Some time ago there was an idea about buying supplies like test kits and specialty filters (UV, Diatom) for the club. Cheryl brought the idea up again so let's decide what exactly we could use.

Every member of the club could borrow the test kits/equipment and use them as long as needed. We'll track who has what so if someone needs a particular item they know who to get it from.

The intention is to help the members with tests kits/equipment that are not needed all the time but are a little too expensive to just buy and have them lay around unused most of the time.

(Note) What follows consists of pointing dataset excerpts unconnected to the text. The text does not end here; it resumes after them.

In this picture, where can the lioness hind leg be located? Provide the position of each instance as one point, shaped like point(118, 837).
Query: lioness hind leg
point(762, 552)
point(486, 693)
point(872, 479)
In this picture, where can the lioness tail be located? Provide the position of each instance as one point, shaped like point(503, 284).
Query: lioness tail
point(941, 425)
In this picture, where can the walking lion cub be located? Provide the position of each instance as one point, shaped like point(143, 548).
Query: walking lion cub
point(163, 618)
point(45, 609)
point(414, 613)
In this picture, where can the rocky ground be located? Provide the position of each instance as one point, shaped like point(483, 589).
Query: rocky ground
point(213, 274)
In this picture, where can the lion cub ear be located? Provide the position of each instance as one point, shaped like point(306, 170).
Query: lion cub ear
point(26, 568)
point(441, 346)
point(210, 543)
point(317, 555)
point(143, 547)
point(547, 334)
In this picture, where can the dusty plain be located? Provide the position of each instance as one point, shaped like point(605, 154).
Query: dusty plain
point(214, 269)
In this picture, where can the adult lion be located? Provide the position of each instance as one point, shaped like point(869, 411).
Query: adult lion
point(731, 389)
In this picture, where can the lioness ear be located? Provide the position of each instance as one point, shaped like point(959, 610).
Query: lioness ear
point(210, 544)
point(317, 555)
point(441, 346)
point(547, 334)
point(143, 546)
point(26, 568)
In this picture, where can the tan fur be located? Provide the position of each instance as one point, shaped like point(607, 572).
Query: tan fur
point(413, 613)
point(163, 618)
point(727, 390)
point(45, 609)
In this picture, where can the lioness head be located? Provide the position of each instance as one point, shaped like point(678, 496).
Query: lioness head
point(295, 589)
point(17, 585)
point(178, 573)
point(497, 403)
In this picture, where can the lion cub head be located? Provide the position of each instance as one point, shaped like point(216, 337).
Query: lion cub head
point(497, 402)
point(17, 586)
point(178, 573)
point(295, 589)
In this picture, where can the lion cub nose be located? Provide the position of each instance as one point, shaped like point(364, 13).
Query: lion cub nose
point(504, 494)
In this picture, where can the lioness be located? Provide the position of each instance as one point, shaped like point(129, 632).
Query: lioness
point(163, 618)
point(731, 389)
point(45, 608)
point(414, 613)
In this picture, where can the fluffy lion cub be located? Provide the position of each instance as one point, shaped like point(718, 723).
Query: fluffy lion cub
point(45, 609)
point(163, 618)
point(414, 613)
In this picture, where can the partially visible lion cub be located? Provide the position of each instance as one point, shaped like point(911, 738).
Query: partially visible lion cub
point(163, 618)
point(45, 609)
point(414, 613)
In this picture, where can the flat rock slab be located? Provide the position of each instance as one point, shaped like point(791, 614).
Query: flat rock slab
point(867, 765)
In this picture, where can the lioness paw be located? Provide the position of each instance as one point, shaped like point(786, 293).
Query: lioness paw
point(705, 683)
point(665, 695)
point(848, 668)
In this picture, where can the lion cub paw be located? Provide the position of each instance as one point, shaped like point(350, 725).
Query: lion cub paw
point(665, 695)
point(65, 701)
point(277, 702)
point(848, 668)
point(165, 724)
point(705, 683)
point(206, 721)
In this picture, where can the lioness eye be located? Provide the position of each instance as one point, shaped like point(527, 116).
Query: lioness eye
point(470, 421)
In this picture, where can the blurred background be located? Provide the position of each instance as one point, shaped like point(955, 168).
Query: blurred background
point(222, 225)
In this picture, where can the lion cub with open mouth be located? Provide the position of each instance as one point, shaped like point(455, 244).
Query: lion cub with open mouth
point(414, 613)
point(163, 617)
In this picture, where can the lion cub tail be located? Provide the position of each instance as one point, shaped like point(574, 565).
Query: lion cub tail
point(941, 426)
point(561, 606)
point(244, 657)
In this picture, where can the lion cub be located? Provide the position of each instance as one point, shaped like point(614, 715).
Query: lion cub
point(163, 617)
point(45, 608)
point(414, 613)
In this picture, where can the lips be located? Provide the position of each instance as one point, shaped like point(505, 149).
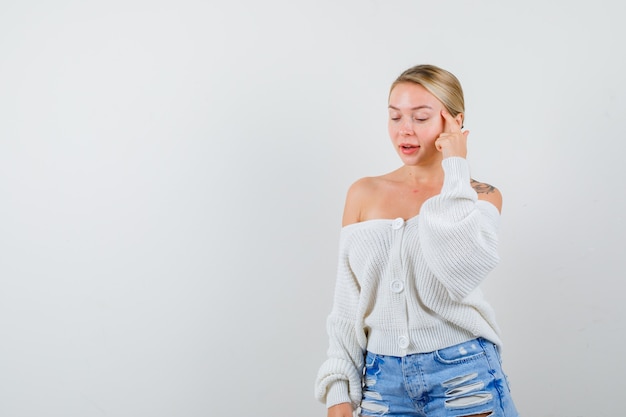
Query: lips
point(407, 148)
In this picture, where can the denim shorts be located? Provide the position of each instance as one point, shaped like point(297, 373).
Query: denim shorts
point(460, 380)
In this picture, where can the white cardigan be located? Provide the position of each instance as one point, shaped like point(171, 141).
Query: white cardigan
point(411, 286)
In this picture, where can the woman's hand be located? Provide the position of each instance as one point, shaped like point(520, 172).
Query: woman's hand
point(452, 141)
point(340, 410)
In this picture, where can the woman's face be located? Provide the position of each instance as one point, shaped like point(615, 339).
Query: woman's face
point(415, 122)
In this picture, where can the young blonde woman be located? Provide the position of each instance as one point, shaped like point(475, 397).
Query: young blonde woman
point(410, 333)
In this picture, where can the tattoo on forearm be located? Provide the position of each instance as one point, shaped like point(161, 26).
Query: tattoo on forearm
point(482, 188)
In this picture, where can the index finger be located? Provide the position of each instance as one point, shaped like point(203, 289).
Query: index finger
point(451, 125)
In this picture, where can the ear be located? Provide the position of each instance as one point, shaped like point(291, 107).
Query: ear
point(459, 118)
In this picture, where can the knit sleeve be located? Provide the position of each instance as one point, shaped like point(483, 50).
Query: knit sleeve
point(339, 378)
point(458, 232)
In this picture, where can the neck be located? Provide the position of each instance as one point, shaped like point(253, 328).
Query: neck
point(422, 174)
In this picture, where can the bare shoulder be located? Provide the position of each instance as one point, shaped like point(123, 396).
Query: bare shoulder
point(488, 193)
point(356, 198)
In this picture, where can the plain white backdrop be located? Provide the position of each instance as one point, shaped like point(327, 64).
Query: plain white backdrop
point(172, 175)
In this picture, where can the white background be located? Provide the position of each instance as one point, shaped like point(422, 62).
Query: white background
point(172, 175)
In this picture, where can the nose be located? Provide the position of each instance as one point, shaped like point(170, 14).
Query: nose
point(406, 128)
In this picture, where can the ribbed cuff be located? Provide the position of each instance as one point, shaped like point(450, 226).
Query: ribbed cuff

This is a list of the items that make sense to buy. Please suggest other things to add to the list:

-------------------------------------------------------------------------
TEST KITS:
- LaMotte Nitrate test kit - (0-15 ppm) - LaMotte Code 3354
- LaMotte Phosphate test kit - (0-2.0 ppm) - LaMotte Code 3121-01
- LaMotte Ammonia (high precision, very low levels test - 0-1.0 ppm) - LaMotte Code 7418-02

This is the link showing details for the LaMotte test kits:
http://www.lamotte.com/pages/aqua/testkits.html

EQUIPMENT:
- Ultraviolet sterilizer (UV filter):
Maybe we need a small one (9 watts) for smaller tanks and a big one (18 watts) for tanks above 100 gals.
http://www.drsfostersmith.com/product/NavResults.cfm?N=2004+113778

- Diatom filter:
http://www.diatomfilter.com/products/diatom_xl_filter.htm
-------------------------------------------------------------------------

Once again - all of the above are only initial suggestions. Please give your opinion about adding items to the list or chaning items on the list.

--Nikolay


----------



## sangpeiris (Jan 14, 2006)

niko said:


> TEST KITS:
> - LaMotte Nitrate test kit - (0-15 ppm) - LaMotte Code 3354
> - LaMotte Phosphate test kit - (0-2.0 ppm) - LaMotte Code 3121-01
> - LaMotte Ammonia (high precision, very low levels test - 0-1.0 ppm) - LaMotte Code 7418-02
> ...


What about test kits for;
- Chloramine
- Chlorine
- Nitirite
- Carbonate Hardness
- General Hardness
- Iron (Fe)


----------



## Kjm (May 27, 2005)

I have a (never been used) Vortex XL Diatom filter that anybody in the club is more than welcome to use.

Kathy


----------



## May (Aug 12, 2004)

Could we add fish feeders and fert dosing devices to the list of supplies for members to use when they are infrequently out of town?

May


----------